Search code examples
apache-flinkflink-streamingflink-sql

There is no output for the tumble window group by in my case


I am using Flink 1.12. I want to read a csv, and does tumble window group by based on processing time.

The code is as follows, but there is no output the query sql_tubmle_window, I would like to know where the problem is

import org.apache.flink.streaming.api.scala._
import org.apache.flink.table.api.bridge.scala._
import org.apache.flink.types.Row

object Sql017_ProcessTimeAttributeDDLTest {
  def main(args: Array[String]): Unit = {
    val env = StreamExecutionEnvironment.getExecutionEnvironment
    env.setParallelism(1)
    val tenv = StreamTableEnvironment.create(env)

    val ddl =
      """
      create table sourceTable(
      key STRING,
      price DOUBLE,
      pt as PROCTIME() ---processing time
      ) with (
        'connector' = 'filesystem',
        'path' = 'D:/stock_id_price.csv',
        'format' = 'csv'
      )
      """.stripMargin(' ')

    //Create the source table
    tenv.executeSql(ddl)

    //NOTE: The following query produces correct result
    tenv.sqlQuery("select key, price, pt from sourceTable").toAppendStream[Row].print()

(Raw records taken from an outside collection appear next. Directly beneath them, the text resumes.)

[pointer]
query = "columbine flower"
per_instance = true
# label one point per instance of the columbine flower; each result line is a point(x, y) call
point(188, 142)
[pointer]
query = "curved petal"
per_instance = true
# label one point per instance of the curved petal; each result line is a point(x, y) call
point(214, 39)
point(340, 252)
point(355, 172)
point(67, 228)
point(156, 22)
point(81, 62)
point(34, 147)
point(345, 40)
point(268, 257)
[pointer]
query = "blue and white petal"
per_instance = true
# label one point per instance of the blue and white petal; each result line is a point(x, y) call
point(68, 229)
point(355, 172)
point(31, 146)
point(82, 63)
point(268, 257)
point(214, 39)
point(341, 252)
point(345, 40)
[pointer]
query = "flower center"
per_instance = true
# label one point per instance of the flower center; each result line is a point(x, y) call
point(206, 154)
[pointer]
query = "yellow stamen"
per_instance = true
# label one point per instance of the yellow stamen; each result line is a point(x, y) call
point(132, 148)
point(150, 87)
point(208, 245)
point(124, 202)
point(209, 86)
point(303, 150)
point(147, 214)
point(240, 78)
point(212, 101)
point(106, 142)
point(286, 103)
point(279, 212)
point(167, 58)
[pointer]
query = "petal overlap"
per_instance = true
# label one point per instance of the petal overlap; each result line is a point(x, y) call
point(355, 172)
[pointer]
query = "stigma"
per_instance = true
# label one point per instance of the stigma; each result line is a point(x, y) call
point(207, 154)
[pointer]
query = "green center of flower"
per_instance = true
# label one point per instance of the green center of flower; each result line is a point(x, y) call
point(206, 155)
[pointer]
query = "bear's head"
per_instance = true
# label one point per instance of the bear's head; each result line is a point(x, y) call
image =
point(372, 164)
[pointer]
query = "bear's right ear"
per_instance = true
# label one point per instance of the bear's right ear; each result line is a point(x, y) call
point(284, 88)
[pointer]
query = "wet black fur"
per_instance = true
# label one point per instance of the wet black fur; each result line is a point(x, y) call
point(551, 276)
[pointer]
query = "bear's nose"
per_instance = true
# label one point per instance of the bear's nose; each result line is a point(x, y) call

    //there is no output for the tumble group by query
    val sql_tumble_window =
      """
       SELECT
           TUMBLE_START(pt, INTERVAL '4' second),
           TUMBLE_END(pt, INTERVAL '4' second),
           sum(price),
           'FLAG'
       FROM sourceTable
       GROUP BY TUMBLE(pt, INTERVAL '4' second)
     """.stripMargin(' ')

    println("=" * 20)
    println("=" * 20)

    //There is no output for this sql query
    tenv.sqlQuery(sql_tumble_window).toAppendStream[Row].print()

    env.execute()

    Thread.sleep(20 * 1000)
  }

}


Solution

  • The problem is that the job runs to completion before the window has a chance to fire.

    When a Flink streaming job is run with a bounded input (such as a file), the job ends once it has fully consumed and processed the input. Meanwhile, the 4-second-long processing time window will be triggered whenever the time of day happens to be an exact multiple of 4 seconds since the epoch -- which is unlikely to occur unless the CSV file is very long.

    You might expect the 20-second-long sleep to take care of this. But the sleep is happening in the Flink client after it submits the job to the cluster. This does not affect the execution of the streaming job itself.